Witam, mam taką nietypową sytuację, dla niektórych może się wydawać trochę zabawna, lecz pisze całkowicie poważnie. Otóż niedawno podczas pracy komputera wysiadł mi prąd na około godzinę… Od tej pory coś jest nie tak z jego pracą, mianowicie bardzo głośno zaczął działać, coś chyba z zasilaczem, wręcz wyje różnymi tonacjami, jakby ktoś zmieniał bieg w samochodzie raz tak raz tak… nie wiem, co mogło się uszkodzić? Gdy wyłączam komputer i gdy już zostanie wyłączony, z zasilacza ( <- podejrzewam ) dalej wyje przez około 2-3 sekundy, po czy następu takie dziwne zatarcie. Od czasu do czasu komputer pracuje cicho, raz na 10 włączeń, dodatkowo, przy tym wyłączeniu prądu czytnik dvd nie widzi płyt… nie działa autostart, ani w ogóle nie widzi po prostu wsadzonej płyty…

może to zabrzmi śmiesznie, ale z tym wyjącym zasilaczem, jak lekko uderzę ręką w górną cześć obudowy komputera, hałas znika na około 2-3s i od nowa zaczyna wyć…

Co mogło się zdarzyć ? Uszkodzenie zasilacza?

oto mój sprzęt:

Abit KN9 # NVIDIA nForce4 Ultra

AMD Athlon 64 X2 (AM2) 3600+ BOX (65nm)

Palit 7600GS 256MB 128bit DDR3 TV DVI Sonic

Mode Com MC-350

DVD - Samsung SH-S182D czarny OEM

Proszę o odpowiedź, dziękuję.

Równie dobrze może to być wina wiatraka na CPU. Zdejmij boczną ściankę i sam się przekonaj, które to.

Zobacz, czy któryś wentylator nie trze o coś, przeczyść z kurzu. Co do napędu, w Moim komputerze jest widoczny? Czy w menadżerze urządzeń nie ma wykrzykników, znaków zapytania?

Co do dvd w moim komputerze jest, w menadżer urządzeń jest - Stacje dysków CD-ROM/DVD - - TSTcorp CD/DVDW SH-S182D, więc wszystko ok, poprostu jak wsadzam płytę to, ani się sama nie odpala ( np. instalka czegoś ) ani nawet nie widać w moim komputerze jakby była wsadzony płyta, a co do tego jęku, za niedługo postaram się rozkręcić obudowę, wyczyścić z kurzu, zobaczyć czy nie ociera i z czego wydawany jest ten dzwięk… ale dziwne jest to, że jak uderzam lekko w górną cześć komputera to na chwile milknie… dlatego wydaje mi się, że to zasilacz…

sprobuj ten napęd odinstalować w Menadżerze urządzeń odinstalować, a następnie po ponownym uruchomieniu komputera on się sam zainstaluje.
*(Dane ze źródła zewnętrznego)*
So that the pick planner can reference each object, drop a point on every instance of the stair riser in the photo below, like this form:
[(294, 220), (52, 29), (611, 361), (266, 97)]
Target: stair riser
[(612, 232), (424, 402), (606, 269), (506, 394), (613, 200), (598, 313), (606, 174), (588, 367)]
Wtedy sprawdź czy dalej nie działa. Jeśli dalej nie działa to go odłącz (przy wyłączonym komputerze i odłączonym od zasilania), a następnie podłącz ponownie. Może to właśnie wydawać się głupie ale u mojego wujka pomogło.

ok, sprawdziłem wszystko, to wina takiego wiatraczka na karcie graficznej, teraz mam pytanie, jak temu zaradzić? tylko serwis? wyłączyłem w ogóle ten wiatraczek, czy może być wyłączony przez np. 12 godzin, a 12 działać i karta się nie spali? czy jak najprędzej go podłączyć? on się chyba zcentrował…

Ja bym go podłączył z powrotem. Sprawdzaj temperaturę rdzenia i zobaczysz co się będzie działo (np nTune).

podłączyłem go, kolega mi powiedział, że karta bez radiatora może się spalić w 10 minut, ale to tak wyje… i biurko mi od teko drży, naprawdę nie da się nic zrobić na szybko ?

A może wystarczy wentylator wyczyścić i po problemie, lub nowy załóż lub serwis.